Feature: report issues as discovered instead of buffering #227

rbailey-godaddy · 2021-10-13T14:52:38Z

This is a reimplementation of PR #108 which streams output (including JSON).

To help us get this pull request reviewed and merged quickly, please be sure to include the following items:

Tests (if applicable)
Documentation (if applicable)
Changelog entry
A full explanation here in the PR description of the work done

PR Type

What kind of change does this PR introduce?

Backward Compatibility

Is this change backward compatible with the most recently released version? Does it introduce changes which might change the user experience in any way? Does it alter the API in any way?

Yes (backward compatible)
No (breaking changes)

Issue Linking

What's new?

Issues are now written to the console as soon as they are detected, while the scan is in progress, instead of buffering all of them and reporting only when the scan has completed. This is generally backward compatible:

A user who starts a scan and walks away, returning only after the scan has completed, will not detect any changes in behavior.
A caller who references only the issues property (and not the scan() method) will see no changes in behavior.
A caller who references only the scan() method (and not the issues property) will see no changes in behavior, although the method is now a generator that returns issues in succession rather than a function which returns a list. A caller who does len(scanner.scan()) (or anything else that assumes the result is a list) should use scanner.issues (which is a list) instead.
A caller using both scan() and issues, where all scan() references occur before all issues references, will see no changes in behavior.

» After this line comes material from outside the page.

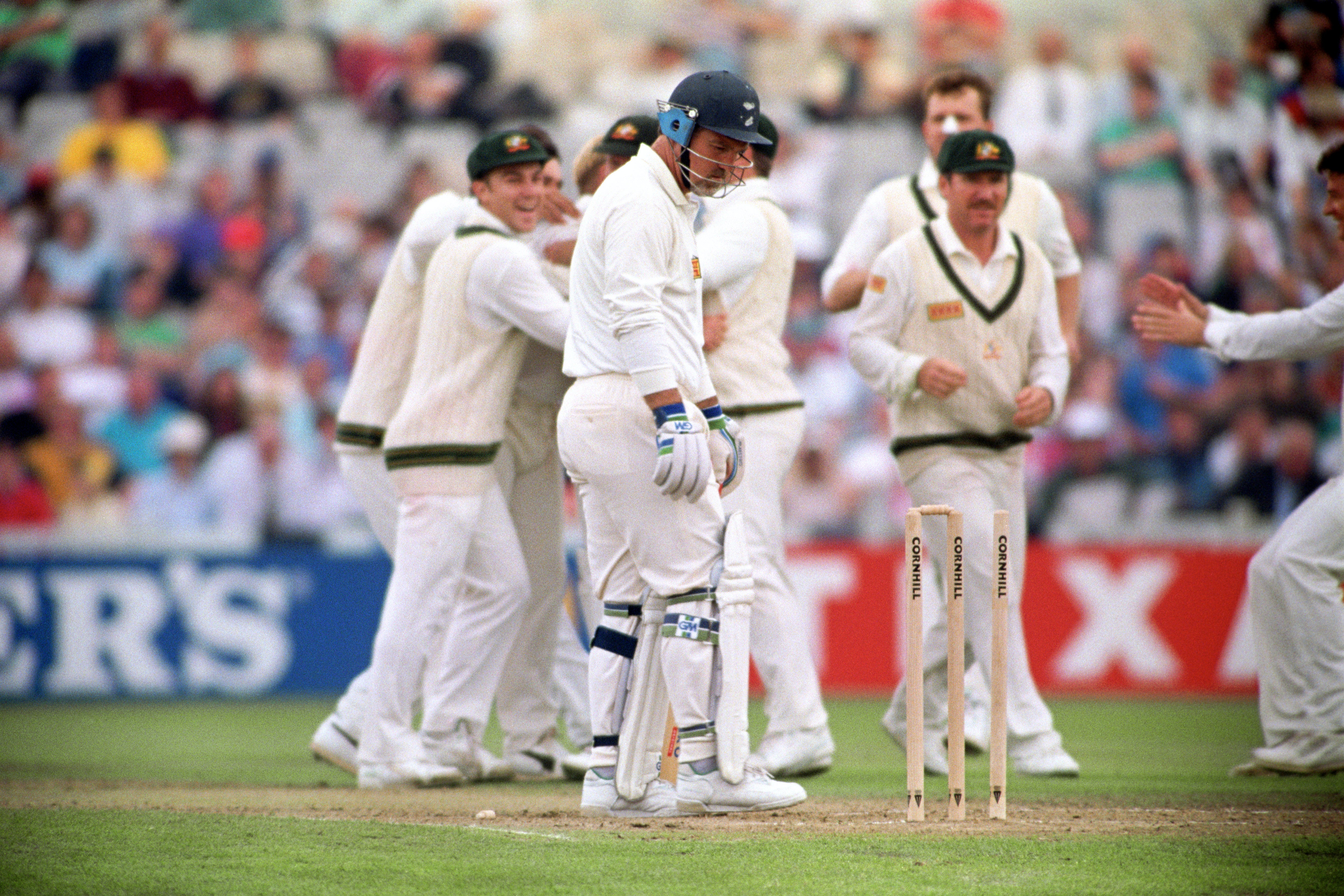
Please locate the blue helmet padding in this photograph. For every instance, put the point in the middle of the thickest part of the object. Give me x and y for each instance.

These cases are not backward compatible:

A caller who invokes scan() multiple times, expecting to see the scan re-run each time, will observe different behavior. The first series of invocations identifies (and caches) issues, but subsequent invocations re-use the cached issues instead of actually rescanning the target. It looks the same (if you allow for generator vs. list) but you are not actually doing repeated scans.
A caller who references issues and then calls scan() will see that the scan() call now will iterate over the cached issue list instead of rescanning. Once the caller has referenced the issues property, any subsequent scan() calls should be replaced with references to issues.
In particular, consuming some (partial) number of issues from scan() and then referencing issues will return the full list of issues, but cause scan() to generate from the cached issues list, meaning that the initial issues will appear to be duplicated. The caller should either use issues exclusively, or ensure all references to issues occur after all calls to scan().

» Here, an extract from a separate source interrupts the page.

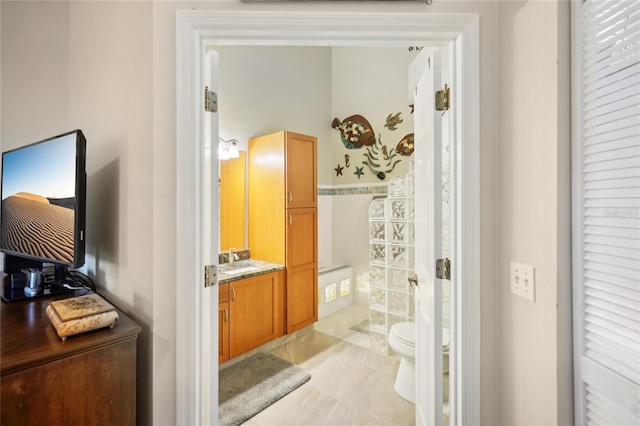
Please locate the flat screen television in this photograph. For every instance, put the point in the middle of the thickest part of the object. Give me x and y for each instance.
(43, 201)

This change was accomplished using the following strategy:

ScannerBase methods which previously appended to the _issues member have been converted to generators which yield individual issues; the lowest-level methods still append to _issues (so as to cache a record of all issues) in addition to yielding the issue. In particular, scan() is now a generator.
A new _completed member (and matching completed property) track whether a scan is still in progress (i.e. whether or not the scan() generator is exhausted); this is initially False and set to True by scan() when it finally exits.
The issues property now tests to see if the scan is still in progress, and forcibly drains the generator if needed prior to returning the issues list (which otherwise could be incomplete).
echo_output() now loops on scan() instead of issues in order to obtain issues individually as they are detected, allowing output to be produced as soon as it is encountered; some code reordering was performed to ensure no references to issues occur before all references to scan() have been made.
The output blocks of echo_output() were refactored to output individual issues instead of consolidating output to a single large result at the end -- in the most complicated of these, JSON output is handled by generating it in pieces: an initial part, a part for each issue, and a terminal part -- the resulting output is unchanged, but it now appears incrementally;
Unit testing generally required only minor fixups. The JSON-related unit tests were modified to perform end-to-end validation of the output stream to ensure we're generating valid JSON that correctly reflects the original input data.

sushantmimani

LGTM 🦅

mypy is happy and unit tests have been fixed up so they pass again (mostly by liberal application of `list()` to force execution of the generator). This still needs work to fix the logic where it is assumed that the `issues` property is a list, namely where we try to take the length of it or consume it more than once.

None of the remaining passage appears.